Beyond the stage lights, in the darkened auditorium of the National Hispanic Cultural Center in Albuquerque, New Mexico, sit about a hundred Native American men and women from all over the country: Pueblo, Shoshone, Cheyenne, Choctaw, Cherokee, and Apache. The Gathering of Nations, an annual meeting of more than 500 tribes, is taking place across town, and many have broken away from the pow-wow to attend this concert, the culmination of the Rezilience (“rez” referring to reservation) Indigenous Arts Experience. Throughout the festival, visitors have attended events centered on Native art, poetry recitals, and traditional music, most of which celebrate the Native cultures and mourn their hastening disappearance.

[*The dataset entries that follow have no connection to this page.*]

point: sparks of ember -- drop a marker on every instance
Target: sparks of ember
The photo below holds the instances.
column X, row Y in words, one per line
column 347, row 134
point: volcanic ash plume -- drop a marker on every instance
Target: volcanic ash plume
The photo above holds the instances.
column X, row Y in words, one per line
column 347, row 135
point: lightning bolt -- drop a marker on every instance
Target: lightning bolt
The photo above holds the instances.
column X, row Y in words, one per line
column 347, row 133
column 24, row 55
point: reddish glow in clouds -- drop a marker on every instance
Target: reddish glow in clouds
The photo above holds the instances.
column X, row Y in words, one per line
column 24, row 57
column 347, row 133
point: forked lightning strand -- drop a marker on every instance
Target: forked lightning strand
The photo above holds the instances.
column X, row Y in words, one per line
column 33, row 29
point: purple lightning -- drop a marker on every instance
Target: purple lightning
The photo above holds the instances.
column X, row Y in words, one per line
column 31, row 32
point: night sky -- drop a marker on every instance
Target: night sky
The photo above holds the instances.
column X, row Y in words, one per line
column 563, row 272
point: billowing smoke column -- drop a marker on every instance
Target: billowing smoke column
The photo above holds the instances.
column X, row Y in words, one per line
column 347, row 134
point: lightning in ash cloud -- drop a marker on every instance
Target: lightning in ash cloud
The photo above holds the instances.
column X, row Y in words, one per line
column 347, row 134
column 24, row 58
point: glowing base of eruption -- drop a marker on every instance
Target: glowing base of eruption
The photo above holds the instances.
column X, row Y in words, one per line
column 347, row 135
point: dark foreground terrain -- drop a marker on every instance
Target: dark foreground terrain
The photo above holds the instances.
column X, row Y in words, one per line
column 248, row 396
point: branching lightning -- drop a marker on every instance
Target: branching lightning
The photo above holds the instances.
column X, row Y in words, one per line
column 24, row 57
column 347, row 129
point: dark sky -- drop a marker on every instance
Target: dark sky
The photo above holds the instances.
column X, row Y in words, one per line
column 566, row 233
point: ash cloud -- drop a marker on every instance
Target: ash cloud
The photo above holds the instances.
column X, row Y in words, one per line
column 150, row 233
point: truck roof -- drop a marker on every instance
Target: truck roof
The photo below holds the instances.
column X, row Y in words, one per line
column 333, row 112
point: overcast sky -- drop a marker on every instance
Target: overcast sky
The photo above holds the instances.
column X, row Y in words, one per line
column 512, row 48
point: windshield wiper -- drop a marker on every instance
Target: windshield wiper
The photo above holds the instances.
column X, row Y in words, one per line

Waln, the headliner, is something different. After his introduction, he is joined by the Sampson Bros., Sam and Micco, performance artists whose faces are painted colorfully beneath full and uttering Native dance regalia. Waln bends to his laptop, triggering a barrage of hip-hop beats that blasts across the venue. As the Sampsons dance to the music, the diminutive Waln springs into action, grabbing the mic from its stand and spitting lyrics at the crowd. Pain and anger are palpable in his voice as he bobs and weaves and hacks at the air with his free hand, fighting some unseen onstage foe
The enemy is ignorance, which reveals itself plainly in Waln’s new song “What Makes the Red Man Red,” his send-up of the racist tune “What Made the Red Man Red” from Disney’s 1953 film Peter Pan. Waln’s song samples the tune’s chorus and the film’s offhand references to Native Americans as “aborigines” and “Indians.” That is, before Waln drowns them out with a sharp verse.
Your history books (lies)
Your holidays (lies)
Thanksgiving lies and Columbus Day
Tell me why I know more than the teacher
Tell me why I know more than the preacher
Tell me why you think the red man is red
Stained with the blood from the land you bled
Tell me why you think the red man is dead
The crowd is on its feet now, some singing along, others bobbing in agreement with the beat. Waln’s frequent tours of reservations and his blunt, firebrand style have made him well-known among his people (he’s a two-time Native American Music Award winner). Recently, Waln has made a splash in the mainstream media too: He’s been featured on NPR and MTV’s Rebel Music: Native America and in Vibe and USA Today; he has performed at the South by Southwest festival in Austin, and at concerts in France and Germany. The day before his Albuquerque concert, he spoke at a Harvard University symposium on Native politics.
Waln is an ascendant member of a Native American hip-hop vanguard that is taking its message of social justice off of the reservation. What separates Waln and other socially engaged artists, like War Party, Without Rezervation, and Supaman, from older generations of Native artists, says Alan Lechusza Aquallo, a professor of American Indian studies at Palomar College, is their authenticity. Waln doesn’t play to Native stereotypes, like a preaching elder or a fierce sports mascot — his performing persona is young, charismatic, believably real. “There are a number of Native hip-hop artists who play off the kitsch of what it is to be Indian because that’s what’s going to give them notoriety,” Aquallo says. “[Waln] has his long braids, but he’s wearing street clothes. He’s not playing Indian.”
Waln’s activism is similarly more than mere posture. As Aquallo points out, Waln “walks the walk,” not only rapping passionately about depression and poverty on the reservation, but also demonstrating against the Keystone XL pipeline in Washington and speaking to students in high schools and elementary schools on reservations across the country. “He’s not an ‘Indian artist’; he’s not a rapper who happens to be Native,” Aquallo says. “To him there’s no separation between his activism and his creative work.”
Waln’s overall message is plain: Americans — Native and non-Native alike — need to educate themselves about the real history and current politics of America’s indigenous people. And through his words and music, on the reservation and off, Waln plans on delivering the wake-up call.